MORRISTOWN, NJ - What happens when you or a loved one is diagnosed with cancer? One thing is certain, your world will be turned upside down and, despite your best efforts to be calm and carry on, it's likely you will be pummeled by the full range of emotions - fear, anger, bitterness, hope, despair and more.
Art therapists help people find a way to express their emotions and, in the process, find hope, a new way to cope or even transform their life.
And, make no mistake about it, credentialed art therapists are just that, therapists. They work with their clients to help them find a way to identify, explore and express emotions they can't speak about or, sometimes don't even realize exist.
The latest exhibit at Morristown Medical Center’s Carol G. Simon Cancer Center, “Explorations through Art Therapy,” opened this week with an Artists Reception in the center’s lobby.
Art Therapist Cathy Meier Asher, MA, ATR-BC-LCAT, is the Cancer Center’s Art Therapist. She runs art therapy groups with clients at the center and infusion and inpatient individual sessions. Using gentle directives, she helps clients express themselves through art.
During the reception, several artists described their paintings and what they felt while making them.
Shelda Maier of Stirling, her late husband Chuck Drew's caregiver, talked about two of her paintings in the exhibit. Shortly after she signed palliative care papers, Asher handed her a mandala, a blank circle in a square. Maier said, “I painted a great big, black “WIDOW” inside the circle.” Around the word, she shaded in dark colors, but “I left the middle part (of the D and O) white … It represented hope,” and was like a window out of the darkness.
Her second piece in the show was done much later. Called 'Outside the Window,' it shows trees, clouds, grass and blue sky. “I just now am realizing both have to do with windows,” she said.
Meier said working in a circle “helps center the mind and body.”
Other guided paintings reflected the emotions felt by the artists on their cancer journey, others the healing process or a childhood memory. Even when the subject was the same, each painting was unique.
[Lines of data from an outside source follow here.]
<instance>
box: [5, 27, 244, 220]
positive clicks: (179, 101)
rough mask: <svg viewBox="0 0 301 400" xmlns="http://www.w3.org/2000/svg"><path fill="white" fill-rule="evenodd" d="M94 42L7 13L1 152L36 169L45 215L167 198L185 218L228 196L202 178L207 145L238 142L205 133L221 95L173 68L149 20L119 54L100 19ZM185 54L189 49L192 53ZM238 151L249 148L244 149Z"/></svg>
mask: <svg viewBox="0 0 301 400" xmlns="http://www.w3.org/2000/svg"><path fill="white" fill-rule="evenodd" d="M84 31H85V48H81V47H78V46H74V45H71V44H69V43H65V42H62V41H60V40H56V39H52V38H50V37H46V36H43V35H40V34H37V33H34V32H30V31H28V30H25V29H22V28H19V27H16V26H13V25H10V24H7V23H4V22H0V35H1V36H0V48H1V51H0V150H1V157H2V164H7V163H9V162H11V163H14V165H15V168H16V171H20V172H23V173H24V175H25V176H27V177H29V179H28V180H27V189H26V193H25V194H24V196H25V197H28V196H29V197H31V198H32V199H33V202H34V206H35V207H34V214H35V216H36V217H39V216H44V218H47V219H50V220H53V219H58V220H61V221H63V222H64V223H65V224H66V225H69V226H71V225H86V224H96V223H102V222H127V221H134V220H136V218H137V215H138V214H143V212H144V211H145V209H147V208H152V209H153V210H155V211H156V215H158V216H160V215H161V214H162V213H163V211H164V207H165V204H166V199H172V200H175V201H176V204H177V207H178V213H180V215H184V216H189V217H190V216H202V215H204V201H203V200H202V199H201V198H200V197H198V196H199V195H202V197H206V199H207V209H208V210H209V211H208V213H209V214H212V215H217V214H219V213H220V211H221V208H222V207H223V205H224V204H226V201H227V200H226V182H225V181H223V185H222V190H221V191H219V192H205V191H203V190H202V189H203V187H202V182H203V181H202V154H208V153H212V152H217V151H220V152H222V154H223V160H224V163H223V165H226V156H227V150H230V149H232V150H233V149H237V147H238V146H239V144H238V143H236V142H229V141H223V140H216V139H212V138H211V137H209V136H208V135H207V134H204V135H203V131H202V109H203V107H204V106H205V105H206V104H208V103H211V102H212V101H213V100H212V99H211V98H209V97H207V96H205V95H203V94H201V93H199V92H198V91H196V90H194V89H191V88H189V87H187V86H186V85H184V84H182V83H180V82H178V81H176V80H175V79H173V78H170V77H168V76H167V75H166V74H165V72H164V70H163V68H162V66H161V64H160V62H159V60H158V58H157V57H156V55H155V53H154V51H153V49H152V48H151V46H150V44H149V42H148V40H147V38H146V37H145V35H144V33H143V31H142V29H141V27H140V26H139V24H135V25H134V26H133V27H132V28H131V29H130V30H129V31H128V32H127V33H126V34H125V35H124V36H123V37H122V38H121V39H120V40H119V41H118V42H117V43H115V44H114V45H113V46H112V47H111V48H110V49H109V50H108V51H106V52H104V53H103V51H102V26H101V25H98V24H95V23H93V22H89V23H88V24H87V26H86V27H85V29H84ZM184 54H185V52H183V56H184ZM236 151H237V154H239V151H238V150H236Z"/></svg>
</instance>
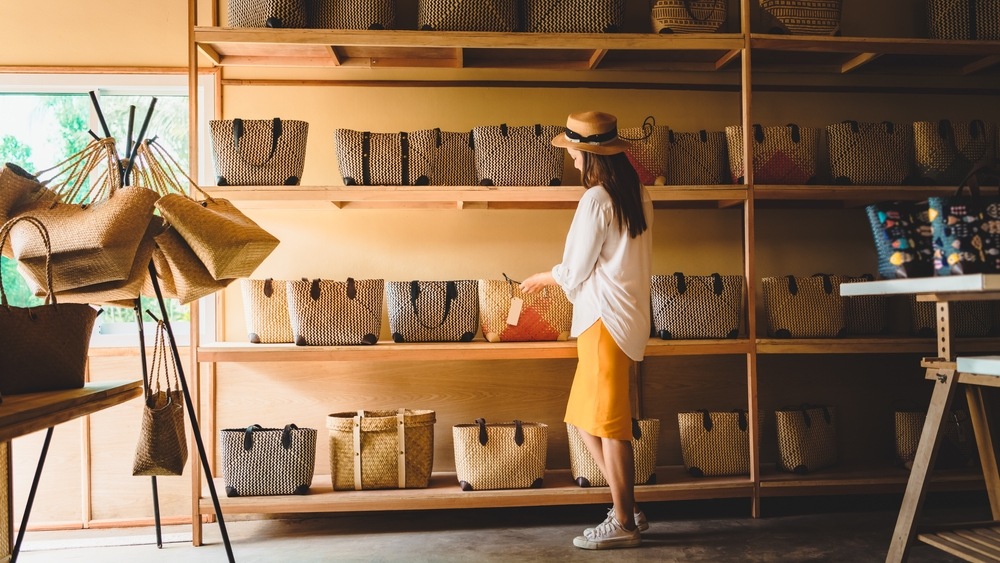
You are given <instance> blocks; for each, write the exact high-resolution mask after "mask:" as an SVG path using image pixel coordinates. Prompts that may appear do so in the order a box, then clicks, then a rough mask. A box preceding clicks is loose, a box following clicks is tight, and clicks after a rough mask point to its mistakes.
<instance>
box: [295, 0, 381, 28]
mask: <svg viewBox="0 0 1000 563" xmlns="http://www.w3.org/2000/svg"><path fill="white" fill-rule="evenodd" d="M307 1H308V2H309V27H311V28H314V29H395V28H396V2H395V0H307Z"/></svg>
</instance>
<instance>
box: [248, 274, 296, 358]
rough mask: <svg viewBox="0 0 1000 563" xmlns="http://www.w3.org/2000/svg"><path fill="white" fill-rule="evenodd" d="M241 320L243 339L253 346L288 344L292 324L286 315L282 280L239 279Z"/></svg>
mask: <svg viewBox="0 0 1000 563" xmlns="http://www.w3.org/2000/svg"><path fill="white" fill-rule="evenodd" d="M240 290H241V291H242V293H243V318H244V319H246V324H247V338H248V339H249V340H250V342H253V343H254V344H269V343H275V342H292V341H293V337H292V321H291V319H290V318H289V316H288V291H287V289H286V288H285V281H284V280H275V279H272V278H267V279H263V280H261V279H242V280H240Z"/></svg>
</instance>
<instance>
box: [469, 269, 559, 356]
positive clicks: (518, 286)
mask: <svg viewBox="0 0 1000 563" xmlns="http://www.w3.org/2000/svg"><path fill="white" fill-rule="evenodd" d="M512 303H520V314H519V315H517V317H518V318H517V320H516V322H517V324H509V323H508V322H507V321H508V320H513V319H511V318H510V317H511V314H510V311H511V304H512ZM479 317H480V322H481V325H482V329H483V336H484V337H485V338H486V340H488V341H490V342H528V341H540V340H541V341H544V340H567V339H569V333H570V328H571V327H572V324H573V304H572V303H570V302H569V299H567V298H566V293H565V292H564V291H563V290H562V288H561V287H559V286H555V285H551V286H548V287H546V288H545V289H543V290H542V291H539V292H537V293H524V292H522V291H521V288H520V286H519V285H518V284H517V283H516V282H514V281H513V280H509V279H507V280H479Z"/></svg>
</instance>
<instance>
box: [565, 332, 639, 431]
mask: <svg viewBox="0 0 1000 563" xmlns="http://www.w3.org/2000/svg"><path fill="white" fill-rule="evenodd" d="M576 350H577V358H578V362H577V365H576V375H575V376H574V377H573V387H572V389H570V392H569V402H568V404H567V405H566V420H565V421H566V422H568V423H570V424H572V425H573V426H576V427H577V428H579V429H581V430H583V431H585V432H587V433H588V434H591V435H593V436H599V437H602V438H611V439H614V440H626V441H627V440H631V439H632V406H631V401H630V397H629V368H630V367H631V365H632V360H631V358H629V357H628V356H627V355H626V354H625V352H622V349H621V348H619V347H618V343H616V342H615V339H614V338H612V337H611V333H609V332H608V329H607V328H605V327H604V322H603V321H602V320H600V319H598V320H597V322H595V323H594V324H593V325H591V327H590V328H588V329H587V330H585V331H584V332H583V334H581V335H580V337H579V338H578V339H577V342H576Z"/></svg>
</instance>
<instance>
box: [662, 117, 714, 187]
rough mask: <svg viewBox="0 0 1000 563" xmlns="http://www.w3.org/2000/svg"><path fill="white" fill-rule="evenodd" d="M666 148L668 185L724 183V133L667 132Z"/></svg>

Members of Chatham Twig, the volunteer organization that provides volunteer and financial support to the Cancer Center, Goryeb Children's Hospital, and the Women's Association for Morristown Medical Center attended the opening and gave each artist a gift package of a candle, with a note, and a journal, said Samantha Ekert, the group’s president.
Representatives of Subaru, as part of their Subaru Loves to Care initiative, and their partners, the Leukemia and Lymphoma Society, donated a blanket and a note signed by a Subaru employee or customer to each of the artists, as well as art baskets that Meier will use with her new art therapy clients.
The Art Show is on the main floor of the Carol G. Simon Cancer Center, 100 Madison Ave., Morristown. It is open to the public and continues through August 1. Art Therapy is one of many programs offered at the center through the Integrative Medicine program.